A new study says two million of us us believe we’re justified in consuming extra calories in the colder weather, thinking our body burns them off trying to stay warm.
The research by Australian Beef found 70 per cent of Aussies change their diet after summer by choosing richer foods (28 per cent), bigger servings (23 per cent) and more binge moments (17 per cent).
Why we eat more in winter
“The winter months are notorious for weight gain – comfort eating, staying at home more and heavy foods are just a few of the reasons we pack on the kilos during winter,” dietitian Susie Burrell tells The House of Wellness TV team.
On shorter, darker days we get less exposure to the sun, which can lead to a drop in mood-lifting hormone serotonin. This in turn can lead to depression and food cravings.
Do we need more calories in winter?
• Get a good dose of protein to give you energy
• Limit refined sugars and carbohydrates
• Get moving and active, especially outdoors for some sunshine
Despite many of us turning to warmer, carb-heavy food in winter, dietitian and nutritionist Jaime Rose Chambers warns that over consumption can have a negative impact.
“There’s no biological reason to eat more when it’s cold,” Jaime Rose says.
She says while stodgy food and sweet treats may seem like the answer to winter cravings, our bodies and minds actually hunger for nutritious foods.
“We tend to go for more takeaway options or delivery services, rather than venturing out to pick up ingredients ourselves,” she says.
“There are plenty of easy-to-make, nutrient-rich recipes that still give you that comforting, homely feeling.”
- Erin Phillips: How to stay motivated to exercise in winter
How to curb the winter cravings
Susie says instead of using food for comfort, we should see winter as a time to focus on weight loss.
“Don’t give yourself permission to eat these just because it’s winter,” she stresses.
“Limit food like puddings, fried pub meals, pastry based fare and comfort food like chocolate.
“And utilise soups – studies have shown we eat fewer calories overall when we include soup as part of a meal.”
- Recipe: Sally Obermeder’s Cauliflower Soup
- Recipe: Roasted Winter Vegetable Salad with Creamy Beetroot Dressing
If you are comfort eating, try to warm yourself up.
Yale University research found things that are physically warm, such as a hot shower or warm drink, can help us feel happier and less lonely – making winter the perfect time to take your liquid in the form of a herbal tea or lemon water.

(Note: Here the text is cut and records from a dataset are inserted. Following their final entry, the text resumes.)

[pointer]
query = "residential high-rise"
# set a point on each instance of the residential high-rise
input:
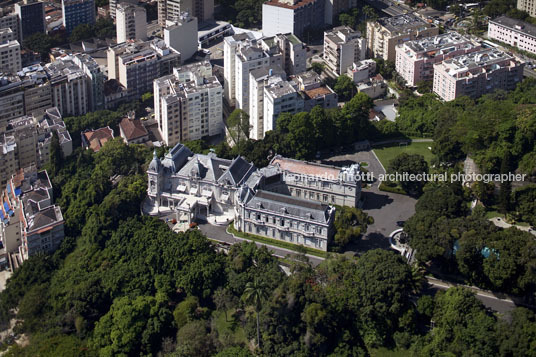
(385, 34)
(70, 87)
(188, 104)
(293, 51)
(230, 46)
(114, 3)
(415, 59)
(27, 139)
(180, 34)
(30, 223)
(292, 16)
(137, 64)
(516, 33)
(23, 93)
(242, 54)
(279, 97)
(343, 46)
(335, 7)
(31, 15)
(96, 79)
(131, 22)
(77, 12)
(258, 78)
(10, 61)
(203, 10)
(527, 6)
(475, 74)
(10, 21)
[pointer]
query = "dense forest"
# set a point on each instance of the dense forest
(123, 284)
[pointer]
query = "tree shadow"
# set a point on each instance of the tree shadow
(370, 241)
(338, 163)
(375, 201)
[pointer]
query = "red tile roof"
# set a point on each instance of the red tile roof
(97, 138)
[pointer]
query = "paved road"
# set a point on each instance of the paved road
(386, 208)
(220, 234)
(495, 302)
(499, 222)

Try this winter warmer recipe:
Beef, mushroom and ancient grain stir-fry
Quick and easy to prepare, this stir-fry takes the stress out of midweek meals.
- 600g beef rump steak, fat trimmed, cut into strips
- 2 x 250g packets microwave 7 ancient grains
- 2 tbsp vegetable oil
- 2 garlic cloves, crushed
- 2 shallots, cut into 4cm lengths AND extra, thinly sliced to serve
- 1 bunch broccolini, cut into 4cm lengths
- 200g brussel sprouts, thinly sliced
- 300g mixed mushrooms, sliced
- 2 tbsp light soy sauce
- 2 tbsp oyster sauce
- Sliced chilli to serve, if desired
Prepare microwave grains according to packet instructions and set aside. Meanwhile, place beef in a large bowl or snap-lock bag, add half the oil and toss to coat. Heat a large wok or non-stick frying pan over high heat. Stir-fry beef in batches for 1-2 minutes or until browned. Set aside on a plate.

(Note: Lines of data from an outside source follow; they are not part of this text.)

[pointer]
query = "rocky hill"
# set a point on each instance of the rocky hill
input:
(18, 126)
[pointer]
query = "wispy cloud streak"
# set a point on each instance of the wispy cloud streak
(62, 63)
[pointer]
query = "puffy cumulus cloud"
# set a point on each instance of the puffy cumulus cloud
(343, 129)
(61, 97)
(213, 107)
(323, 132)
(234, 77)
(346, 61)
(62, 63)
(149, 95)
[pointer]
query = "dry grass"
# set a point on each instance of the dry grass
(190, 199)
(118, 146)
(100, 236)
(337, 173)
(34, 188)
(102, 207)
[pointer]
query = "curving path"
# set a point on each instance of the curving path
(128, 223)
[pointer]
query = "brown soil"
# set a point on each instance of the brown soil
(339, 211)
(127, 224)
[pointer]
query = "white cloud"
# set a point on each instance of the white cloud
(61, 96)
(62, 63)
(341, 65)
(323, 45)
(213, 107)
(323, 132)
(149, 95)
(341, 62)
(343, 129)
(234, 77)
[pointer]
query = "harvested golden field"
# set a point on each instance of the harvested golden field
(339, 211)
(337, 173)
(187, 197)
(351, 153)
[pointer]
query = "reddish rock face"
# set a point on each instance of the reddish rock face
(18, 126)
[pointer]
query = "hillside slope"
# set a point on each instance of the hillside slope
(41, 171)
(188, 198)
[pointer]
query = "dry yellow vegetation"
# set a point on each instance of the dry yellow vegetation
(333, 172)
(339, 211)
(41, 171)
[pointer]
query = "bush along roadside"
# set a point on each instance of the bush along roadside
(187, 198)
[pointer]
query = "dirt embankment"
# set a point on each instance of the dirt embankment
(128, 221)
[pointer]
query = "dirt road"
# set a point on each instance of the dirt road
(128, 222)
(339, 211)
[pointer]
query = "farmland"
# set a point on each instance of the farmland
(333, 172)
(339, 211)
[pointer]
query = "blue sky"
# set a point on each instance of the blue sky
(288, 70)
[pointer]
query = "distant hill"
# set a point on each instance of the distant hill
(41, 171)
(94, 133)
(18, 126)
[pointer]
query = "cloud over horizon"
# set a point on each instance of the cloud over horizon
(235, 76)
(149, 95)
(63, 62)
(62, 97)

Add remaining oil to wok over a medium-high heat. Add garlic and onions and stir-fry for 1 minute. Add broccolini and brussel sprouts and stir-fry for 2-3 minutes. Add mushrooms and stir-fry for 1 minute. Stir in sauces and two tablespoons water and cook for 1 minute. Return beef to wok, add ancient grains and toss to heat through. Season with salt and pepper.

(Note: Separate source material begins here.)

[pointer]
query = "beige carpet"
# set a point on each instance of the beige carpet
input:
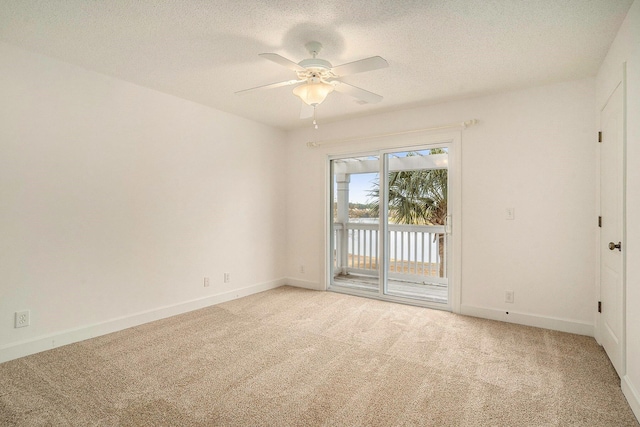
(293, 357)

Serve stir-fry topped with extra shallots and coriander sprigs.
Beef mince would be a delicious substitute for rump in this recipe. When stir-frying the meat wait at least 30 seconds before tossing or stir-frying. This gives the meat a chance to brown giving it good colour and rich flavour. The second side will take a little less time to cook.
Once you return the meat to the wok, take care that it doesn’t boil in the liquid or it will toughen. Stir-fry only to combine and warm through.